Hadoop

What is the role of RDDs in Apache Spark? – Part 1

This blog introduces Spark’s core abstraction for working with data, the RDD (Resilient Distributed Dataset). An RDD is simply a distributed collection of elements or objects (Java, Scala, Python, and user defined functions) across the Spark cluster. In Spark, all work is expressed in three ways as follows,

  • Creating new RDDs
  • Transforming existing RDDs
  • Calling operations on RDDs to compute a result

RDD Foundations

RDD in Spark is simple an immutable distributed collection of objects, each split into multiple partitions. We create RDDs in two ways as like,

  • By loading an external dataset
  • By distributing a collection of objects in their driver program

Once the RDDs are created it offers two types of operations such as,

  • Transformations
  • Actions

Transformations construct a new RDD from a previous one [filter, map, groupBy] and Actions on other hands compute result based on an RDD either it return to driver program or save it to an external storage system (HDFS, S3, Cassandra, HBase, etc.,) [first, count, collect, save].

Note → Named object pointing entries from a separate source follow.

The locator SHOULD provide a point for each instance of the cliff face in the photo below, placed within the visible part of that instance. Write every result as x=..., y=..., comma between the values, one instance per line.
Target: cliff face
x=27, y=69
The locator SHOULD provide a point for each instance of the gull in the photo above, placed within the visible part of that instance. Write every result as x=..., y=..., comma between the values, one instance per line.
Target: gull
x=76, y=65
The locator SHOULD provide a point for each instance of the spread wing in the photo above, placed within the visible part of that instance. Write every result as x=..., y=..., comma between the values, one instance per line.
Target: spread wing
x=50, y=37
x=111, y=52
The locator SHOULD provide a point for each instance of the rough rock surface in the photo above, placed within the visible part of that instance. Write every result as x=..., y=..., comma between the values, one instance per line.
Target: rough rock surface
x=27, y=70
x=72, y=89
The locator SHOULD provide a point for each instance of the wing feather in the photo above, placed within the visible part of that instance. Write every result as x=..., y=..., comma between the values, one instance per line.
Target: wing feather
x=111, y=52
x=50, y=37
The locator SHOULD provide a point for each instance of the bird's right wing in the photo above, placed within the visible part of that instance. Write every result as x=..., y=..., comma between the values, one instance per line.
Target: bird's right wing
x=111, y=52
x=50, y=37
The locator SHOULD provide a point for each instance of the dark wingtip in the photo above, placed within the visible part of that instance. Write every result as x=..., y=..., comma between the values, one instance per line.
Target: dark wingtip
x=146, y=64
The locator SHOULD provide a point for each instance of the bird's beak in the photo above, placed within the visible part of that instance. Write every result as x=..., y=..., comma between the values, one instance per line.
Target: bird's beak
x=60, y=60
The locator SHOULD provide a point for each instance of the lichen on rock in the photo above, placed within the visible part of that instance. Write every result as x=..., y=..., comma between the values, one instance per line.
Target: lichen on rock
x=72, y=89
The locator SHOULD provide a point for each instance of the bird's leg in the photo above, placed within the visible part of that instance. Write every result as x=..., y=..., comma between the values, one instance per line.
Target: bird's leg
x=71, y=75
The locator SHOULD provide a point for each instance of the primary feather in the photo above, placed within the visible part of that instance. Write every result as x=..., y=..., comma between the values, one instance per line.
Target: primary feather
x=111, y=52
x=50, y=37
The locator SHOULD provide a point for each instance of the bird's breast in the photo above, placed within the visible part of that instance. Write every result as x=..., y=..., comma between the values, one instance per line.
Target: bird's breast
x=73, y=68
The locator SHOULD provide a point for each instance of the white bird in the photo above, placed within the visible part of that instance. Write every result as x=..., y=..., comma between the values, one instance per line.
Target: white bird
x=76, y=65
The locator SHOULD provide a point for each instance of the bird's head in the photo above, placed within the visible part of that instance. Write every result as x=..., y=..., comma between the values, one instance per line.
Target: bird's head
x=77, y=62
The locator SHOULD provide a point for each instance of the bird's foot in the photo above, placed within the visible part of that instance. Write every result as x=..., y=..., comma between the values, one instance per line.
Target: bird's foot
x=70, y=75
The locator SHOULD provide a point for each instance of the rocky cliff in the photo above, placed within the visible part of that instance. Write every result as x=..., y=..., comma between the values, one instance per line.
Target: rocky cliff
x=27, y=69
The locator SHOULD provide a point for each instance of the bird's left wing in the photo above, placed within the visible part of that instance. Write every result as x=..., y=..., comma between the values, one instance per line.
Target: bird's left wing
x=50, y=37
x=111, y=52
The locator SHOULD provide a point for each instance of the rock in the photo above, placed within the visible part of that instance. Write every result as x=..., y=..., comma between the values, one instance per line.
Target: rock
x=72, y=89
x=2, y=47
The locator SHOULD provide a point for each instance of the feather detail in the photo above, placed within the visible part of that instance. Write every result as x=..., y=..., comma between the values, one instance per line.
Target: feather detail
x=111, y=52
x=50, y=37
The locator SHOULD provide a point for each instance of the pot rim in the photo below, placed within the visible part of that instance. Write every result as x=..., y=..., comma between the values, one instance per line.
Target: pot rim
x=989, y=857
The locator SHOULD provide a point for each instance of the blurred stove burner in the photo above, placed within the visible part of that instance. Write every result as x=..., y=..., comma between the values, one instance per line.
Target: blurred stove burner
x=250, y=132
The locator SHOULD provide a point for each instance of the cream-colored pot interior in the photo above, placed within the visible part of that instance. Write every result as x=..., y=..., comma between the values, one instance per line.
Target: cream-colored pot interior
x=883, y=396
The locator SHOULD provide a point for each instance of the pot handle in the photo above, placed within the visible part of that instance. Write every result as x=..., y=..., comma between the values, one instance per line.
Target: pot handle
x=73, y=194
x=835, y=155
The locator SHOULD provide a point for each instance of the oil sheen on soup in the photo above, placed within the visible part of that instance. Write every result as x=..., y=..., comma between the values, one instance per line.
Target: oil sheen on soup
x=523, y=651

Transformations and actions are different because of the way Spark computes RDDs, as we can able to define the new RDDs any time. Spark computes them only in a lazy fashion that is nothing but when used first time in action.

Finally, the RDDs are by default recomputed each time when we run an action on them, if we want to use multiple times then we can ask Spark to persist by using RDD.persist().

RDD presist

Listed are the number of ways and options to use for persisting RDD in Spark and if we wanted to replicate the data on two machines then we need to add _2 at the end of storage level. In production practices, we will often use persist () to load the subset of the data into memory which could be query frequently. And, the cache() is the same calling persists() with default storage level.

Just to summarize every Spark program will work as follows,

  • Create some input RDDs from external data
  • Transform RDDs to define new RDDs using transformations like filter()
  • Use persist () to persist an intermediate RDDs which will be reused
  • Launch actions such as count(), first() to kick-start the parallel computation

And to conclude RDDs are Immutable, portioned collections of objects spread across a cluster, stored in RAM or on disk, built through lazy parallel transformations, and automatically rebuilt on failure. In Part 2 – we will be sharing internal details of Transformations & Actions of RDDs and benefits of Lazy Evaluation.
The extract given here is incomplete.